The Shamer's Daughter (Danish: Skammerens datter) is a 2015 Danish action fantasy film, directed by Kenneth Kainz. It was based on Lene Kaaberbøl's eponymous book.

== Plot ==
The King of Dunark has been murdered along with his pregnant wife and her 4-year-old daughter . The apparent killer is the King's elder son, Nicodemus Ravens (Jakob Oftebro), and has been found dead drunk, holding a dagger in his hand. But so long as he does not admit to his crime, he cannot be found guilty. The Master of Law sends for Melussina Tonerre (Maria Bonnevie), a "witch" who has the gift of probing someone's mind. Although she sees Nicodemus' remorse for his past behavior, she finds no shame for the royal family's slaughter. To further the trial,. Lord Drakan (Peter Plaugborg) goes and picks up Dina (Rebecca Emilie Satrup), Melussina's daughter, who has the same ability.

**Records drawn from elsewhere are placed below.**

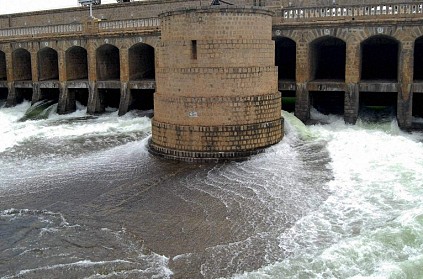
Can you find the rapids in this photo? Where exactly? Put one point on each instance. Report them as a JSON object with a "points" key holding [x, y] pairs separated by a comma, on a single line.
{"points": [[81, 197]]}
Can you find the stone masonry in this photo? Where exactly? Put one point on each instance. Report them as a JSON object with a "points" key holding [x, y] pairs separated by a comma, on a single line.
{"points": [[217, 95]]}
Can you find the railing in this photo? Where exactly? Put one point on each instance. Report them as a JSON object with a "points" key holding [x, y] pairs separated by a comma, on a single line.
{"points": [[103, 26], [292, 13], [129, 24], [41, 30]]}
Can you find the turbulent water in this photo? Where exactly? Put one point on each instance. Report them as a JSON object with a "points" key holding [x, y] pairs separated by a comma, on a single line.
{"points": [[80, 197]]}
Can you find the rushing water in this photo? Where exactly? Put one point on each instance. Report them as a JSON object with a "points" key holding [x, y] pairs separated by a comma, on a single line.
{"points": [[80, 197]]}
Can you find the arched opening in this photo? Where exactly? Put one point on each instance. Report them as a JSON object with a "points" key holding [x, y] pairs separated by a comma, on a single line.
{"points": [[328, 102], [142, 100], [76, 63], [49, 94], [108, 63], [21, 60], [418, 106], [48, 64], [3, 73], [379, 58], [418, 59], [288, 100], [3, 96], [286, 58], [378, 106], [109, 99], [78, 97], [141, 62], [328, 59]]}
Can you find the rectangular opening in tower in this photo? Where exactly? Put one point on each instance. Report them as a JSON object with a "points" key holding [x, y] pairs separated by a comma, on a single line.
{"points": [[288, 100], [109, 99], [23, 94], [328, 102], [378, 106], [194, 49], [3, 96], [417, 107], [79, 96], [142, 100]]}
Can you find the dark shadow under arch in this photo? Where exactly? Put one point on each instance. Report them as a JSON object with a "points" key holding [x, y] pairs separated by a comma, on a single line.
{"points": [[21, 65], [141, 62], [328, 56], [418, 59], [379, 58], [286, 58], [108, 63], [76, 63], [48, 64]]}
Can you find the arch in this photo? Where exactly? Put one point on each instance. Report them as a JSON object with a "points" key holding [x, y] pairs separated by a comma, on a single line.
{"points": [[286, 58], [141, 62], [21, 60], [379, 58], [76, 63], [328, 56], [418, 59], [48, 64], [108, 63], [3, 72]]}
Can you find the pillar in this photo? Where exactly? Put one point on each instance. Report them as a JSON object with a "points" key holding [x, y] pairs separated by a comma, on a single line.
{"points": [[352, 78], [124, 78], [66, 103], [405, 84], [12, 99], [303, 70], [36, 92], [94, 102]]}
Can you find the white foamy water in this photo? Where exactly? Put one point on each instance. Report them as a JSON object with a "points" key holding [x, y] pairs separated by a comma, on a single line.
{"points": [[14, 133], [371, 226], [362, 218]]}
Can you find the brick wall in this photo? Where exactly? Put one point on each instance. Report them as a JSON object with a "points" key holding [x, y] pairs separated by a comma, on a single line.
{"points": [[217, 94]]}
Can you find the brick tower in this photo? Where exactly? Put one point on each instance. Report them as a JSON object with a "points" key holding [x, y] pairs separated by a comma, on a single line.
{"points": [[217, 93]]}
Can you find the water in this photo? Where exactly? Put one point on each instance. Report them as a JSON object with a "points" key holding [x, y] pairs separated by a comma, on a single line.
{"points": [[80, 197]]}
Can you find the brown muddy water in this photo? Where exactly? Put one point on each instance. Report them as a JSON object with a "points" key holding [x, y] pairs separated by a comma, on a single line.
{"points": [[81, 197]]}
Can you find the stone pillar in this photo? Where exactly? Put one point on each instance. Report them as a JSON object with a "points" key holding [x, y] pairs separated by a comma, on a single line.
{"points": [[217, 91], [66, 103], [405, 85], [124, 78], [303, 72], [124, 98], [36, 92], [94, 103], [352, 78], [12, 99]]}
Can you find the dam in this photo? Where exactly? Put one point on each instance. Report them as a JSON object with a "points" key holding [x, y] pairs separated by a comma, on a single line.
{"points": [[82, 197], [332, 55]]}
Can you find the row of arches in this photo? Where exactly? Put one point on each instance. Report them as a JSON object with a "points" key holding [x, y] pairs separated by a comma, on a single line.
{"points": [[379, 58], [141, 63]]}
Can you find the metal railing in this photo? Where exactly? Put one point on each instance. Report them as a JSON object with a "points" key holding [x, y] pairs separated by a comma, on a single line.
{"points": [[129, 24], [41, 30], [391, 10]]}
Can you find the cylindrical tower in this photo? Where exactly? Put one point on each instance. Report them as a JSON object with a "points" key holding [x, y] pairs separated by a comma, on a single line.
{"points": [[217, 92]]}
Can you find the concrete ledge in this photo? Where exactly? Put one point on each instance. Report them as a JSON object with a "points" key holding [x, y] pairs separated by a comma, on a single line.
{"points": [[219, 9], [23, 84], [110, 84], [326, 85], [378, 86], [201, 157], [78, 84], [49, 84]]}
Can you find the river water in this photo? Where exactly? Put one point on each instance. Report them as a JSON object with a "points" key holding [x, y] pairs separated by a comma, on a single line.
{"points": [[81, 197]]}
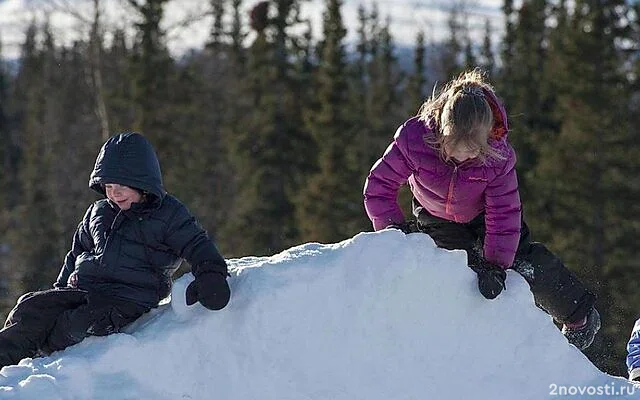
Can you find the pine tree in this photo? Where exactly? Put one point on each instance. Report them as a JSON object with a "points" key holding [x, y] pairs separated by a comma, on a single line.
{"points": [[591, 211], [270, 151], [488, 61], [416, 88], [35, 251], [328, 204]]}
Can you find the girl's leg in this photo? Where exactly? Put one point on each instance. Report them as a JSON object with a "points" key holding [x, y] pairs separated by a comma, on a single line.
{"points": [[447, 234], [555, 288]]}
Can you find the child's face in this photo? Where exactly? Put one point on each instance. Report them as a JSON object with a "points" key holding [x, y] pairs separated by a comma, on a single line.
{"points": [[122, 195]]}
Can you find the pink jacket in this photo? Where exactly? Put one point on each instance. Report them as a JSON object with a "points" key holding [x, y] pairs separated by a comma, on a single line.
{"points": [[455, 192]]}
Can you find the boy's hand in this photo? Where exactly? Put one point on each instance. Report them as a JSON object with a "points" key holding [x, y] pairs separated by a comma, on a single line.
{"points": [[490, 279], [210, 289], [406, 227]]}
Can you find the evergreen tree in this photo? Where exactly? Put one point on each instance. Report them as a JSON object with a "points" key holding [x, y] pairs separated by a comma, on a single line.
{"points": [[35, 251], [416, 88], [591, 210], [488, 61], [328, 204], [152, 65], [270, 151], [450, 65]]}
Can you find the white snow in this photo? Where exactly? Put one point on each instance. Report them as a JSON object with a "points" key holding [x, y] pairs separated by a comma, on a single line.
{"points": [[380, 316]]}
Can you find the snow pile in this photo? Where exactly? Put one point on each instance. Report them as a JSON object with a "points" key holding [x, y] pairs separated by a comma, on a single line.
{"points": [[380, 316]]}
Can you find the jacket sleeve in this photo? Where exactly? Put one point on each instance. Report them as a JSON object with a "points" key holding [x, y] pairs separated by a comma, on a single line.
{"points": [[190, 241], [82, 242], [384, 180], [633, 352], [503, 215]]}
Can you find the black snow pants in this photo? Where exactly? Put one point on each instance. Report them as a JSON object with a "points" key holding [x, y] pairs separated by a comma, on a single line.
{"points": [[555, 288], [51, 320]]}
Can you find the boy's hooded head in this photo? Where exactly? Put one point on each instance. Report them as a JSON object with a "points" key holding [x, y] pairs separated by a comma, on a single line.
{"points": [[128, 159]]}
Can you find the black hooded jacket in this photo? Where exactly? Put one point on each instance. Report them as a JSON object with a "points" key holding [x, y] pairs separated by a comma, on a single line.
{"points": [[132, 254]]}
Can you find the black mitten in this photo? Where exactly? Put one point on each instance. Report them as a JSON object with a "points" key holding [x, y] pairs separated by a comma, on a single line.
{"points": [[406, 226], [490, 279], [210, 289]]}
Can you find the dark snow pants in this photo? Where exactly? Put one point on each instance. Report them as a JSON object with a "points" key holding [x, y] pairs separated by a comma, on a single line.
{"points": [[51, 320], [555, 288]]}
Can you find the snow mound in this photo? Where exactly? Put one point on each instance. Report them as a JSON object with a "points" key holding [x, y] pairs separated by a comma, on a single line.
{"points": [[379, 316]]}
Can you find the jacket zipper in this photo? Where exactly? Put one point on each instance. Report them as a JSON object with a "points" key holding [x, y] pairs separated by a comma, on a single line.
{"points": [[447, 207], [113, 226]]}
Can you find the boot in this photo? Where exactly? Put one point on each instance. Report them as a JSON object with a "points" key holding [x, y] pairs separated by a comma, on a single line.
{"points": [[582, 336]]}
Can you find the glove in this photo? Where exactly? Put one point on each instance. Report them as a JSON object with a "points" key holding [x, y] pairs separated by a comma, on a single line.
{"points": [[490, 279], [210, 289], [406, 226]]}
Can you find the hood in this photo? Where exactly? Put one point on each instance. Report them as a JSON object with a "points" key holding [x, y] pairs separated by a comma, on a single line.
{"points": [[128, 159], [500, 124]]}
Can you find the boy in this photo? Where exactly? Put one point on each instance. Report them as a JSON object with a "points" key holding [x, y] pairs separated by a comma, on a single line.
{"points": [[124, 253]]}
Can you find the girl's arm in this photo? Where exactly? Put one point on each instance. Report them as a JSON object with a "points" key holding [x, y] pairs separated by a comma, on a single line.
{"points": [[503, 215], [383, 183], [633, 353]]}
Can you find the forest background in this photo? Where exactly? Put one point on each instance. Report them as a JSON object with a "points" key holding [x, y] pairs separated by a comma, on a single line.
{"points": [[267, 133]]}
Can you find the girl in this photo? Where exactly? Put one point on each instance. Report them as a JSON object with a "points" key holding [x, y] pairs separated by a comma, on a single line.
{"points": [[123, 255], [461, 170], [633, 353]]}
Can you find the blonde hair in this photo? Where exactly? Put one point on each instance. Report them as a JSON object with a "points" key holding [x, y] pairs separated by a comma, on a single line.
{"points": [[463, 116]]}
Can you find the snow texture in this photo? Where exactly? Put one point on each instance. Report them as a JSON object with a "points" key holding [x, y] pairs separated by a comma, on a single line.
{"points": [[380, 316]]}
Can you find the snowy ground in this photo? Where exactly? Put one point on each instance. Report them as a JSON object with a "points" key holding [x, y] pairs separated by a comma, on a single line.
{"points": [[380, 316]]}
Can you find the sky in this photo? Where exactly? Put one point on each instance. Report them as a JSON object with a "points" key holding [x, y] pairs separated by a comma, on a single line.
{"points": [[407, 18], [378, 316]]}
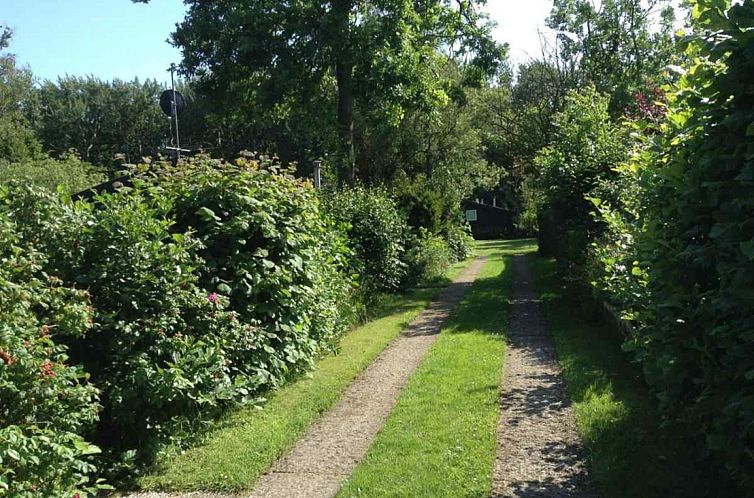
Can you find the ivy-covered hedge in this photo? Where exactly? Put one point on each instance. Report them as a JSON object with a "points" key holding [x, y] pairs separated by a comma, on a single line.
{"points": [[197, 289], [679, 256], [46, 403], [578, 163]]}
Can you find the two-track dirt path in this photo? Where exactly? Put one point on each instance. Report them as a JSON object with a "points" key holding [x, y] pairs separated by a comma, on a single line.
{"points": [[334, 445], [539, 451]]}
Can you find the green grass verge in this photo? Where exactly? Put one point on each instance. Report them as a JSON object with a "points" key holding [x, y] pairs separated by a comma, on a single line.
{"points": [[440, 440], [233, 456], [630, 453]]}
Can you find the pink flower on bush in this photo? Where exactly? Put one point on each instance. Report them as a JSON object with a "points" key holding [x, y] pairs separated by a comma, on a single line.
{"points": [[47, 370], [7, 358]]}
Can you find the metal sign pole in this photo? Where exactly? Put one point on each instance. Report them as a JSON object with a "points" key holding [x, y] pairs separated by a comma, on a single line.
{"points": [[175, 114], [317, 174]]}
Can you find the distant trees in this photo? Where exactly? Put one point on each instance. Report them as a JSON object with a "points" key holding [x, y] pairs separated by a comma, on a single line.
{"points": [[620, 46], [17, 140], [101, 119]]}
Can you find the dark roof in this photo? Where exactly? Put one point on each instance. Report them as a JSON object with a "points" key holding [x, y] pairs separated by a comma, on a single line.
{"points": [[477, 205]]}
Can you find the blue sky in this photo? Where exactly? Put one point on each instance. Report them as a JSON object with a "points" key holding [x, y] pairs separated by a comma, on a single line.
{"points": [[119, 39], [106, 38]]}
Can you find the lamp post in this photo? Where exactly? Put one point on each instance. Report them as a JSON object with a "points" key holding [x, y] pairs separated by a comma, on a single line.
{"points": [[318, 173]]}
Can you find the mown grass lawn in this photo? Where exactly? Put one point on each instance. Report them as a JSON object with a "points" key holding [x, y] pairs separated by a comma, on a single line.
{"points": [[440, 440], [249, 440], [630, 453]]}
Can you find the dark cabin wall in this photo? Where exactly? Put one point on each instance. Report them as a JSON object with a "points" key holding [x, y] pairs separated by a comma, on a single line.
{"points": [[492, 222]]}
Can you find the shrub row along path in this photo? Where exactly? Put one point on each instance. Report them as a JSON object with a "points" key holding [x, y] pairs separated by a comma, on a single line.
{"points": [[334, 445], [539, 451]]}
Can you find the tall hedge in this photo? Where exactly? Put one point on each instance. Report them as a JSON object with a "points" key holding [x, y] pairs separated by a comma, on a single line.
{"points": [[205, 285], [682, 253], [46, 403]]}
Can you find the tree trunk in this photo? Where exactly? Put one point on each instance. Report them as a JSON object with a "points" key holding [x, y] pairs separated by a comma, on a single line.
{"points": [[344, 79]]}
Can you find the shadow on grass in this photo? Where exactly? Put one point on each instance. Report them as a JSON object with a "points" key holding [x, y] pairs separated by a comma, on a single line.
{"points": [[631, 453]]}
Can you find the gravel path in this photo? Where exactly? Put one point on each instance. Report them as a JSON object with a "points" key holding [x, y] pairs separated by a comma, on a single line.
{"points": [[334, 445], [539, 451]]}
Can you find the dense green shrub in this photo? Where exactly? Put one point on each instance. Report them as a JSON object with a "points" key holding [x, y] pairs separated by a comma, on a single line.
{"points": [[578, 163], [377, 233], [458, 239], [163, 352], [428, 258], [207, 287], [69, 172], [267, 248], [682, 241], [46, 404]]}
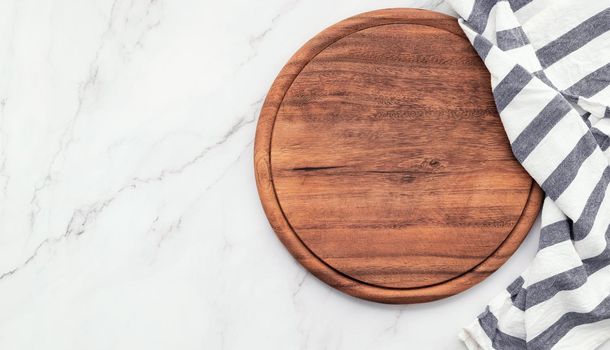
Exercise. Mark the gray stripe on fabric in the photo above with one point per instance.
(555, 233)
(517, 293)
(544, 290)
(574, 39)
(511, 38)
(600, 261)
(592, 83)
(499, 339)
(542, 76)
(584, 224)
(510, 86)
(482, 46)
(570, 320)
(566, 172)
(585, 117)
(542, 124)
(602, 139)
(515, 5)
(480, 13)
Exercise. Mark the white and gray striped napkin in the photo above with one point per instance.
(550, 72)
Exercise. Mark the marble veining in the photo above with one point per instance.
(129, 217)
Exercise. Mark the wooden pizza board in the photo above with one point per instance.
(382, 164)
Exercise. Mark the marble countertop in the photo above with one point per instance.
(129, 217)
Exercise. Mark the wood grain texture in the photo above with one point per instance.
(382, 164)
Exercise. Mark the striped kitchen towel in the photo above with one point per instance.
(550, 72)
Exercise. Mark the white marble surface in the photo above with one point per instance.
(129, 217)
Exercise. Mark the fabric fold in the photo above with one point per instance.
(552, 101)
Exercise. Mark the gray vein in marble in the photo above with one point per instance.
(85, 89)
(67, 136)
(237, 126)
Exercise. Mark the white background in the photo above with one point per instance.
(129, 217)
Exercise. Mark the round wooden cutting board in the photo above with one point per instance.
(382, 163)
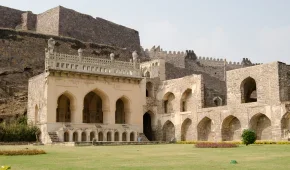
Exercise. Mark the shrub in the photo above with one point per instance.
(22, 152)
(18, 130)
(215, 145)
(248, 137)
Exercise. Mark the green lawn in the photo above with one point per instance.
(169, 157)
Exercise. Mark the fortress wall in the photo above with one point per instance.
(48, 22)
(9, 18)
(284, 81)
(89, 29)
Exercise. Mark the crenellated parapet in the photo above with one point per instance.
(92, 65)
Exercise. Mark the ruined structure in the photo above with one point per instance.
(80, 91)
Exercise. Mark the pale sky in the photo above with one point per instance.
(231, 29)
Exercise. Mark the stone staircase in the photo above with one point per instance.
(53, 136)
(143, 137)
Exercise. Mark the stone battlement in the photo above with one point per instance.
(92, 65)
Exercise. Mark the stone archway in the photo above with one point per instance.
(285, 126)
(261, 124)
(122, 113)
(168, 131)
(248, 90)
(187, 130)
(231, 129)
(147, 126)
(204, 130)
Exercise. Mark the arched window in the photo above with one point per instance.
(168, 102)
(116, 137)
(217, 101)
(66, 137)
(149, 89)
(124, 136)
(132, 136)
(75, 136)
(122, 111)
(100, 136)
(84, 136)
(184, 102)
(248, 90)
(109, 136)
(92, 136)
(92, 112)
(63, 111)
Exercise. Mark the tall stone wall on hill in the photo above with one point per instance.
(9, 18)
(22, 56)
(89, 29)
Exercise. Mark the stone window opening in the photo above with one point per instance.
(218, 101)
(168, 100)
(116, 137)
(92, 136)
(149, 89)
(93, 108)
(124, 136)
(75, 136)
(36, 115)
(84, 136)
(132, 136)
(100, 136)
(66, 137)
(109, 136)
(122, 112)
(63, 111)
(248, 90)
(184, 102)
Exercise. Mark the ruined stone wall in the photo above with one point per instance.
(98, 30)
(284, 81)
(22, 56)
(9, 18)
(48, 22)
(267, 83)
(29, 21)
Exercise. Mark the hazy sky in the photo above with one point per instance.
(232, 29)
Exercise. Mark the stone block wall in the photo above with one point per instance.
(29, 21)
(48, 22)
(9, 18)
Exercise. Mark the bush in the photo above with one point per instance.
(215, 145)
(18, 130)
(248, 137)
(22, 152)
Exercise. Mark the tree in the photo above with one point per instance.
(249, 137)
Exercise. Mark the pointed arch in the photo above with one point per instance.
(231, 128)
(285, 126)
(84, 136)
(261, 124)
(184, 101)
(65, 105)
(204, 130)
(75, 137)
(66, 137)
(36, 114)
(248, 90)
(168, 100)
(149, 89)
(123, 110)
(187, 130)
(92, 136)
(168, 131)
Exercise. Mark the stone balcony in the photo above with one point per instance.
(91, 65)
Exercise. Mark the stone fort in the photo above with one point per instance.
(95, 81)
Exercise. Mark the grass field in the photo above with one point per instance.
(169, 157)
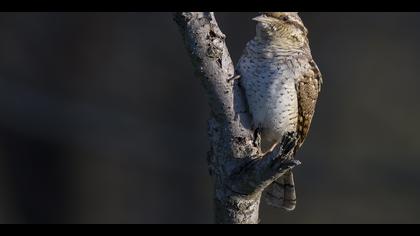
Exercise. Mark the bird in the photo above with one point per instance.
(281, 82)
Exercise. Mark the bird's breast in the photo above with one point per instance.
(269, 83)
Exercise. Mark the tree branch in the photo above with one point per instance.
(240, 172)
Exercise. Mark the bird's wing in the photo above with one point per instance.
(308, 88)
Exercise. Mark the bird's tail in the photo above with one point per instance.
(282, 193)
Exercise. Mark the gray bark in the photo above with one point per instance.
(240, 173)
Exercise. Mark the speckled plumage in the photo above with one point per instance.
(281, 83)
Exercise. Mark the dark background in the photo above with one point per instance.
(102, 120)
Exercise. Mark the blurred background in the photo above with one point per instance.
(102, 120)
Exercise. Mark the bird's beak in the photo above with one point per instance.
(261, 18)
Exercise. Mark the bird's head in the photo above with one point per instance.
(284, 28)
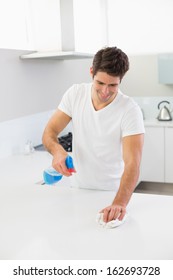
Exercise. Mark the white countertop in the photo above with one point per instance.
(58, 222)
(155, 122)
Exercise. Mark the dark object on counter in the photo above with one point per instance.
(65, 141)
(164, 114)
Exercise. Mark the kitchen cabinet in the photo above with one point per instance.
(165, 68)
(156, 165)
(152, 166)
(168, 154)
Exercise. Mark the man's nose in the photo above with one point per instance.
(105, 89)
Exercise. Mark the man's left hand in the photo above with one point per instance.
(113, 212)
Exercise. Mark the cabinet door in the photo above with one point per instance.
(168, 154)
(152, 166)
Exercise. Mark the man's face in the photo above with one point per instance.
(105, 87)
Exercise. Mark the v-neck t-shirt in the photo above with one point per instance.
(97, 136)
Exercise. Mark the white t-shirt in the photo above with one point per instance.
(97, 136)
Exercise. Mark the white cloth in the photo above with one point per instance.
(111, 224)
(97, 136)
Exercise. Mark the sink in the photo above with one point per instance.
(155, 188)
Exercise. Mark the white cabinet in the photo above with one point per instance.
(152, 166)
(156, 165)
(168, 154)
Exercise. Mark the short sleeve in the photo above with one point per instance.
(66, 104)
(132, 122)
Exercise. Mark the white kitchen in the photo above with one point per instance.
(45, 47)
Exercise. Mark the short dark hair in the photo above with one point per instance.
(111, 60)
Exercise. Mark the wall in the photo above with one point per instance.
(33, 86)
(142, 78)
(30, 90)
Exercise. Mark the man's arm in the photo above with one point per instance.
(132, 153)
(56, 124)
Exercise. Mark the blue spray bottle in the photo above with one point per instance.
(51, 176)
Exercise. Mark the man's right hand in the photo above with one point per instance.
(58, 163)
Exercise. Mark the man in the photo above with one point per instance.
(108, 132)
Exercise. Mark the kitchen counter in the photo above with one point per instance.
(155, 122)
(58, 222)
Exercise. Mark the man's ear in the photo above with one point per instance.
(91, 72)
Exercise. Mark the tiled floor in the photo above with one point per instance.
(155, 188)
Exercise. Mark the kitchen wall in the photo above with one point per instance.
(30, 90)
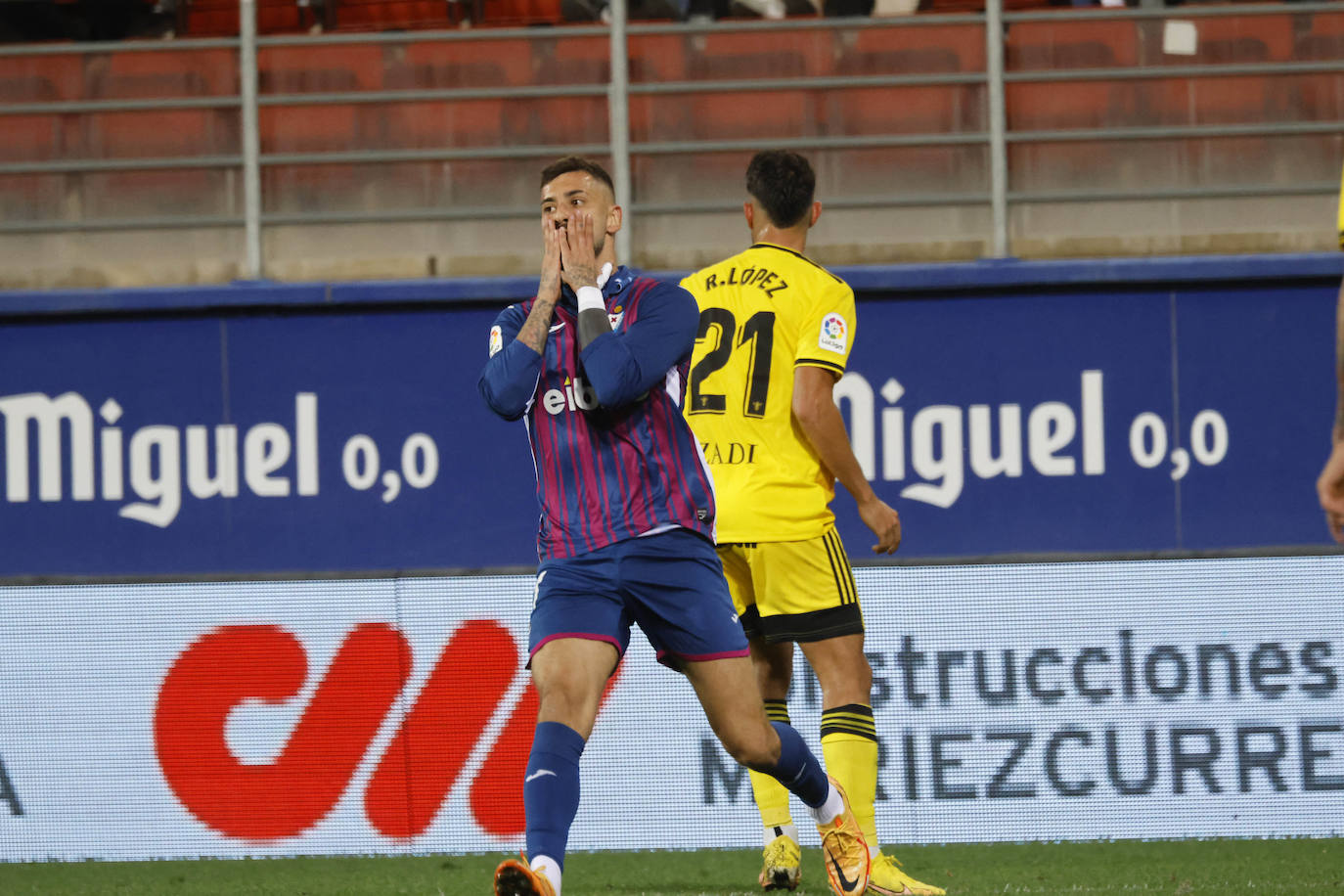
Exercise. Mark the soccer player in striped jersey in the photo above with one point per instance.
(596, 367)
(776, 332)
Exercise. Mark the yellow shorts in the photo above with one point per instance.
(793, 590)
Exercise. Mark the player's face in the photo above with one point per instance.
(574, 191)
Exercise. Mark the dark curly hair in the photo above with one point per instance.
(577, 162)
(784, 183)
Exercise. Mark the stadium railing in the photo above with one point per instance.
(1080, 132)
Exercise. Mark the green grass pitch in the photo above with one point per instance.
(1121, 867)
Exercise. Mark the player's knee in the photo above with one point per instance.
(755, 751)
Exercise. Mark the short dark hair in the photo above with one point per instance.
(577, 162)
(784, 183)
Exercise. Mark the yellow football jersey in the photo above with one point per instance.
(765, 312)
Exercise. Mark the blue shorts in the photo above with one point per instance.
(669, 583)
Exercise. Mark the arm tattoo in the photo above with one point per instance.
(593, 323)
(536, 326)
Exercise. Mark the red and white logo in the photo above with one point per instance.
(413, 777)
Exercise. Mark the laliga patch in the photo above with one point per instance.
(833, 334)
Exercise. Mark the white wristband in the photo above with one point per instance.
(590, 298)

When Dina is placed before Nico to look through his shame, she sees the same as her mother, she sees that Nico has a lot to be ashamed of, but that he has no relation to the murder of the king,

== Cast ==
- Rebecca Emilie Sattrup as Dina Tonerre
- Petra Maria Scott Nielsen as Rosa
- Peter Plaugborg as Drakan
- Maria Bonnevie as Melussina Tonerre (Dina's mother)
- Søren Malling as Master of Arms
- Roland Møller as Hannes, Master of Arm's assistant
- Jakob Oftebro as Nicodemus Ravens ("Nico")
- Stina Ekblad as Lady Lizea
- Allan Hyde as Davin
- Laura Bro as Ms. Petri
- Olaf Johannessen as Master Maunus
- Jóhann G. Jóhansson as Dres
- Adam Ild Rohweder as Aun
- Peter Hosking

== Sequels ==
The second part of the saga Skammerens Datter II: Slangens Gave finished post production in late 2018 and premiered on 24 January 2019.